海外情勢

国連安保理 西アフリカ・マリの政変で非難声明

 【ニューヨーク=平田雄介】国連安全保障理事会は26日、西アフリカ・マリで暫定政権のヌダウ大統領やウアンヌ首相らが、治安部隊によって拘束されたことを強く非難する報道声明を発表した。ヌダウ、ウアンヌ両氏に代わり、暫定政権のゴイタ副大統領が実権を掌握しており、ゴイタ氏の側近は同日、両氏が大統領と首相をそれぞれ「辞任した」と発表した。

 ロイター通信によると、ゴイタ氏はケイタ前大統領を失脚させた昨年8月のクーデターの首謀者。
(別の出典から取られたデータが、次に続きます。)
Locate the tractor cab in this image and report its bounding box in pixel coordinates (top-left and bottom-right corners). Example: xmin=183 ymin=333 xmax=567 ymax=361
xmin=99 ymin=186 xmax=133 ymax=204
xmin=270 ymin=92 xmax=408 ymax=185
さらなる政変を、フランスのマクロン大統領は「クーデターの最中のクーデター」と評した。さらに欧州連合(EU)や米国と並んで、マリの指導者層に対する標的制裁を検討していることを明らかにした。米国務省は同日、マリの治安部隊と軍への対外援助を停止した。

 今回の政変は24日の内閣改造をゴイタ氏の同意を得ないまま実施したことが原因とされる。両氏は首都バマコ近郊の軍基地に拘束された。内閣改造では、昨年のクーデターに参加した閣僚2人が交代していた。

 暫定政権は来年2月に予定される民政移管に向けた大統領選と総選挙の準備を進めていた。ゴイタ氏は声明で、選挙は予定通りに実施すると述べている。

 安保理の声明は「強制的な辞任を含め力で暫定政権の指導層を交代させることは受け入れられない」と強調。拘束された両氏らの即時、無条件での解放を要求した。民政移管を支持する方針も改めて確認した。